# How do we get a -1 in a 1-bit ALU?

In the 1-bit ALU and the table that is shown below, as you can see, the output is -1 when F0 = 1, F1 = 1, ENA = 0, ENB = 0, INVA = 1, INC = 0. The table is taken from a book (Structured Computer Organization Book by Andrew S. Tanenbaum, Chapter 4, Section 4.1, Figure 4.2). The diagram is from Figure 3-18 in the book. Sadly, this was not explained anywhere.

I am well aware of the fact that when F0 and F1 are both 1, addition is going to take place between A and B. As ENA and ENB are both zeroes, we are basically zeroing the AND gates with A. For what I know, INVA complements the value of A if it is set, that is, I am going to get a 0 if A is 1 and 1 if A is 0.

How are we landing to a -1 output from these?

The top diagram represents a 1-bit slice of an N-bit ALU, as shown in Figure 3-18. Figure 3-19 shows an example diagram of an 8-bit ALU, where 8 of the 1-bit blocks are connected together.

Figure 4-2 assumes that you have more than 1 bit, for example an 8-bit ALU. The bottom row in the table is -1, which we can infer from the text, is a 2's-complement value. -1 means that the output of each of the 8 ALU bits is 1. In Figure 3-19, this means that O0=1, O1=1, ..., O7=1.

Fig. 3-19 also shows that Carry in of the 1st ALU bit is connected to INC, which from the last row in the table is 0. The combination of the other inputs forces Carry out of each ALU bit to follow Carry in. This means the Carry out of all 8 ALU bits is 0.

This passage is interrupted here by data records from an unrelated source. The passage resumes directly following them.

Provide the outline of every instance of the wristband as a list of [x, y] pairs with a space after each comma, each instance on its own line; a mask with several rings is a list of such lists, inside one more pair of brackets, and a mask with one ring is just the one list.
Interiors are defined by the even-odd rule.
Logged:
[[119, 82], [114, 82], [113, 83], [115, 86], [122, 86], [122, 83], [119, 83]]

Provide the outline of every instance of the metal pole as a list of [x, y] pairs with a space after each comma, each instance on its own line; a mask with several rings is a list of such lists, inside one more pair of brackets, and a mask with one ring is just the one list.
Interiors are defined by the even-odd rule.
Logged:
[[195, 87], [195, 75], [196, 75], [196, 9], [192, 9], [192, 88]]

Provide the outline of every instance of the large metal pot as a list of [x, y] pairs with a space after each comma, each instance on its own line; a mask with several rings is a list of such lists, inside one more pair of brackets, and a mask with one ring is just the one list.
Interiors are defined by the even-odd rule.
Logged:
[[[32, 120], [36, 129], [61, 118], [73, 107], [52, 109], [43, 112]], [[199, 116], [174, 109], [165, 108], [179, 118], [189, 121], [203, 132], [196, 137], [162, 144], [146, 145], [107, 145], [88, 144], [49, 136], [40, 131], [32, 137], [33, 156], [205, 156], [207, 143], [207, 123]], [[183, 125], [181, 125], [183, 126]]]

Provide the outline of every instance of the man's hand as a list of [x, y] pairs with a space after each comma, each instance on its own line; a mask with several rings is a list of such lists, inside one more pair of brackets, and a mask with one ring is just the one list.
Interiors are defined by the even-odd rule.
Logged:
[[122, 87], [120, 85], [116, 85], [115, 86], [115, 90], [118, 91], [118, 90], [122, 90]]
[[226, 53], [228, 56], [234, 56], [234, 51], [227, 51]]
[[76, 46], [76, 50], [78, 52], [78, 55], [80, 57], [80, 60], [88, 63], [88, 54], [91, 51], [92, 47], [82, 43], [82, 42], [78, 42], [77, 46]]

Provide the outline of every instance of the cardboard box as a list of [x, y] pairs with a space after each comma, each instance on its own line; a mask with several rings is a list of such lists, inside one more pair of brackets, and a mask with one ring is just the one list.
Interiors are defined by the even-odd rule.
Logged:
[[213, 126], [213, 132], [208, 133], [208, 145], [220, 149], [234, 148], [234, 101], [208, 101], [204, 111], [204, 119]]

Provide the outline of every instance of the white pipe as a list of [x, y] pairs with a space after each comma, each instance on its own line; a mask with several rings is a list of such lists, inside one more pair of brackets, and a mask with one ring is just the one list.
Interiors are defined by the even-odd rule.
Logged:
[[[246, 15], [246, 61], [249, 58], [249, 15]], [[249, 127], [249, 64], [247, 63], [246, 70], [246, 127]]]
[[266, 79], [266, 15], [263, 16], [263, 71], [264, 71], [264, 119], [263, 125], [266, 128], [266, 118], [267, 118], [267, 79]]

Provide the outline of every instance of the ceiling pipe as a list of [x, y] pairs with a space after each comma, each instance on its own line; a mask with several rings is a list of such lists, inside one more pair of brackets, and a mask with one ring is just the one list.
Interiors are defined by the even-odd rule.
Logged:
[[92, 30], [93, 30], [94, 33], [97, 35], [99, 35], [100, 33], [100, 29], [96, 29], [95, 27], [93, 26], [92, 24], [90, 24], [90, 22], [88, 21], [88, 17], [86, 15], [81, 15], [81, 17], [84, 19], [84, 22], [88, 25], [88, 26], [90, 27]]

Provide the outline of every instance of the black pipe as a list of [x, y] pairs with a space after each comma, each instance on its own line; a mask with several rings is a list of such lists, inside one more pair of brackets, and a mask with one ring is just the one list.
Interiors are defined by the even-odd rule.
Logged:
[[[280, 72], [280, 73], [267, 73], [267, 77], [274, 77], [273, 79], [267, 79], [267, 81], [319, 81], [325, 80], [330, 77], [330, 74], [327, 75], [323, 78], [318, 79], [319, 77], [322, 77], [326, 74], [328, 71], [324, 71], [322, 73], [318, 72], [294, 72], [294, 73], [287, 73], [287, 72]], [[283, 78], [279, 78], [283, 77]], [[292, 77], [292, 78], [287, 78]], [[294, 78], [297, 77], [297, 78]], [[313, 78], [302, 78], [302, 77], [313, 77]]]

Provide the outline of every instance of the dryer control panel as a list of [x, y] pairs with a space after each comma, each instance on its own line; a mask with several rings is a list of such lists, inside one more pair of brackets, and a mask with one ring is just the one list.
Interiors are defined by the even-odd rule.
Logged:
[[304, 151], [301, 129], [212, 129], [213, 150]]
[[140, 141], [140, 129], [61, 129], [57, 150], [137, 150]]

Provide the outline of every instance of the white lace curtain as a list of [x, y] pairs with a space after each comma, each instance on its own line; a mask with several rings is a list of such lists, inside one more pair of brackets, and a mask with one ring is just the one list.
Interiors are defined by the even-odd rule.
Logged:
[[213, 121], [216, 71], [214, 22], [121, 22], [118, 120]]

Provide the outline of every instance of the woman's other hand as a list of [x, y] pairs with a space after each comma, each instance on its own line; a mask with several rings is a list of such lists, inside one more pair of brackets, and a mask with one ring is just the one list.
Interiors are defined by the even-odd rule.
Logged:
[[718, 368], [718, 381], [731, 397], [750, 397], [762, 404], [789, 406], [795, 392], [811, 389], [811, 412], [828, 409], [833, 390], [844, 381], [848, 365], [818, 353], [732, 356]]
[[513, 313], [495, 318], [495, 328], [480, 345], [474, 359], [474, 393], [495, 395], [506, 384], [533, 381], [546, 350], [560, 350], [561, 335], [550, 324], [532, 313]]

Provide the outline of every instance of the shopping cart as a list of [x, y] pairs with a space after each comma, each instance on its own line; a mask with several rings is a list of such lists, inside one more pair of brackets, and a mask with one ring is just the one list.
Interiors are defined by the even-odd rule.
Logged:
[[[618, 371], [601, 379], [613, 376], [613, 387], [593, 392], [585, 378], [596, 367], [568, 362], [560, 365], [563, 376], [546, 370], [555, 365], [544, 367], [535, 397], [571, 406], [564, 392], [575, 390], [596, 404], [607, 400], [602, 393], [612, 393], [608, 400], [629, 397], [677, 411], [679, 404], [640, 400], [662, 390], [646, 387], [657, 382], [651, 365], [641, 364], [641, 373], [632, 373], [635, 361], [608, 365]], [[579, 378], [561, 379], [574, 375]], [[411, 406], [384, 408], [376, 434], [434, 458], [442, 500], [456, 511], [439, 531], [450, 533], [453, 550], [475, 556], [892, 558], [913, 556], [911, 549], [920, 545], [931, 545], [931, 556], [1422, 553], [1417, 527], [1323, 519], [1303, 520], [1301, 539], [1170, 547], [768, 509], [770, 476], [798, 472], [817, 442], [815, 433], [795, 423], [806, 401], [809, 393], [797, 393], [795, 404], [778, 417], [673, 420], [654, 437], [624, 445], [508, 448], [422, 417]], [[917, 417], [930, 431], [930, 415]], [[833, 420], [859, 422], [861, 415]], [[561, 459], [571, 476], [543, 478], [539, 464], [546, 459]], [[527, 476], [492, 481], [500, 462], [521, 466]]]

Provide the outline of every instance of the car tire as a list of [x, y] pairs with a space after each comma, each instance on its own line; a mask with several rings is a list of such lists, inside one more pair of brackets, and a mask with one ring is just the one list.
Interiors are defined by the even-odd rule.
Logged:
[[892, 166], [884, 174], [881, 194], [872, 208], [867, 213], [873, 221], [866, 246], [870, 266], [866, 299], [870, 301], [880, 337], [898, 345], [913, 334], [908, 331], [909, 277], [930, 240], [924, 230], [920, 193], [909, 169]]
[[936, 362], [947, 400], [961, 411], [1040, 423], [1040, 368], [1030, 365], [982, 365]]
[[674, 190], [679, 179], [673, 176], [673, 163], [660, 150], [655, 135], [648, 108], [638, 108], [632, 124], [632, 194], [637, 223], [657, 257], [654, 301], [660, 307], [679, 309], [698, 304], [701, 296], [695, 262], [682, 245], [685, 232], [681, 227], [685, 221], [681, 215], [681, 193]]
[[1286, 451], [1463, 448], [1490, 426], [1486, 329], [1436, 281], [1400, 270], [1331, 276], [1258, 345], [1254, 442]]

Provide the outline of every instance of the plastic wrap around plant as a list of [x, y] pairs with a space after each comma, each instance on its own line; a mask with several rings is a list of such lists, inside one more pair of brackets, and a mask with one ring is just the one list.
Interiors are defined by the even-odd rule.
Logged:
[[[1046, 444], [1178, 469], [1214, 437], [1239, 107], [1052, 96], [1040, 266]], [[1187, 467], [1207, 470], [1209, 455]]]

Also, the combination of the inputs forces the output of each ALU bit to follow Sum, which is forced to 1. When the F inputs are 1, this sets the 3 outputs of the "Logical unit" to 0, which means Output follows Sum and Sum is controlled by the XOR gate. Since Carry in is always 0, the output of the other XOR gate in "Full adder" is 1. Therefore, Sum is 1.